Given the constructor User(String firstName, String lastName)
we can build a decoder for User
:
Decoder<User> userDecoder = field("firstName", JStringD)
.andThen(firstName -> field("secondName", JStringD)
.map(secondName -> new User(firstName, secondName))
);
Notice that the last lambda has both firstName
and secondName
in scope, because we have nested map
inside andThen
. This looks confusing, and it's easy get the nesting wrong, so we'll write some combinators that express the pattern of combining multiple values into one, for example, combining 3 values:
public static <A, B, C, T> Decoder<T> map3(Decoder<A> aD, Decoder<B> bD, Decoder<C> cD, Function3<A, B, C, T> f) {
return
aD.andThen(_a ->
bD.andThen(_b ->
cD.map(_c ->
f.apply(_a, _b, _c))));
}
Of course this isn't pretty either, but as a library function we only need to write it once, and now, given the constuctors:
StreeName(String streetName)
User(String firstName, String lastName, StreeName streetName)
we can build the decoder for User
:
Decoder<StreetName> streetNameD = JStringD.map(StreeName::new);
Decoder<User> userDecoder = map3(
field("first_name", JStringD),
field("last_name", JStringD),
field("address", field("street", streetNameD)),
User::new
);
Which is much cleaner, and is visually consistent with the structure we are expecting. We did it!
Conclusion
Is it better than the reflection-based approach? Here are the main benefits of decoders over it:
- Much more flexible, you don't need to load Jackson modules or play nice with other frameworks to work with the datatypes you want, just write a function.
- Checked at compile time, you can't say you have a decoder for
User
unless you provide all the values that the constructor requires. - There are no implicit conversions (unless you want to). Many Java libraries will, for example, silently convert a json number into a string if you read the value as string. This allows obvious schema errors to hide or to be visible much later.
- Data is decoupled from its json representation.
The obvious downside is that you have to write more code. In the end it depends, if you've never had a problem with reflection-based json libraries there might be no reason to change.

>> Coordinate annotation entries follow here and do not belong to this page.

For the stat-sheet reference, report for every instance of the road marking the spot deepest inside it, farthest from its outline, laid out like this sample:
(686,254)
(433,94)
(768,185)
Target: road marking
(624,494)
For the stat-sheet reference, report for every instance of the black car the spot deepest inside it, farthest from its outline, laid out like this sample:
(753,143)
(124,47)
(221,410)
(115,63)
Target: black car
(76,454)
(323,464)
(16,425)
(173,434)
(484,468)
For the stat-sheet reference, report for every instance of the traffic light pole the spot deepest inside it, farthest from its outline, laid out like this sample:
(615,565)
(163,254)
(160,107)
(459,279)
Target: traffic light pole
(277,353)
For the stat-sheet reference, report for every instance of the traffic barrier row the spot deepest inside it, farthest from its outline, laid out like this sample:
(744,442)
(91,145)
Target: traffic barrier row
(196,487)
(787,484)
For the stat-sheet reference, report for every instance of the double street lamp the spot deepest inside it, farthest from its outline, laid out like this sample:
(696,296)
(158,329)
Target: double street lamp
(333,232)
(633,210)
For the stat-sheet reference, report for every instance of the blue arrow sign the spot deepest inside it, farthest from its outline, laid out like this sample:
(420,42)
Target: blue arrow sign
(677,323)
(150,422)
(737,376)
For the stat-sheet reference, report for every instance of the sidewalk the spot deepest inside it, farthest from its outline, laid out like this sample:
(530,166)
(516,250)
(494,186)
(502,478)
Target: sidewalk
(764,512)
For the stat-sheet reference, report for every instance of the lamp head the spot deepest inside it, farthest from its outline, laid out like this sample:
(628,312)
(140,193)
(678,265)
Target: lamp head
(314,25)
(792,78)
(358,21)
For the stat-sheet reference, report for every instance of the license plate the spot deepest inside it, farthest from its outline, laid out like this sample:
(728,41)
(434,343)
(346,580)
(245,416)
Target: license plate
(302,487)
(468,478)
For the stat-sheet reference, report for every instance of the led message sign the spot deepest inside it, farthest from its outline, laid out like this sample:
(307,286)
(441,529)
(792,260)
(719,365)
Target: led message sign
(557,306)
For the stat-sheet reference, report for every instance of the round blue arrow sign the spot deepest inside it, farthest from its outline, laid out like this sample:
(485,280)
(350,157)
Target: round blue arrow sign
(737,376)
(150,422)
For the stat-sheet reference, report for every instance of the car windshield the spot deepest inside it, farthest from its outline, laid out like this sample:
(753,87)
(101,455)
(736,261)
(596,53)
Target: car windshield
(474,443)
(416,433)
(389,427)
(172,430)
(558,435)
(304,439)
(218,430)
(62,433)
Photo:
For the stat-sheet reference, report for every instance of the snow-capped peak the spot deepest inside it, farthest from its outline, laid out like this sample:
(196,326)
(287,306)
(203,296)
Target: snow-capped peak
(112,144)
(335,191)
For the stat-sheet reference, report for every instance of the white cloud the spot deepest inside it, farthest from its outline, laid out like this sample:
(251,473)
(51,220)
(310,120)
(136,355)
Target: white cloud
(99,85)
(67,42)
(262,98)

We have created an bunch of functions, condensing a series of verbose operations (e.g. is this an object? does it have a name
field?, is that field a string?) into an declarative API for defining an expected structure.
Additionally, the API is completely open for composition, you can combine decoders almost infinitely (be mindful of the stack, though) for complex structures and build your own combinators. This combinator approach is also not constrained to json, and it offers interesting benefits for library design in other domains.
Some other examples where combinators are used are scodec, for working with binary data, and Parsec, for building parsers.
Here are some Java decoding libraries for json built this way:
- json-decoder, which I built and motivated this blog post
- immutable-json, which is has some differences and more features, and was an obvious inspiration
Finally, the code in this post is available here.
Hope you find this as interesting as I did!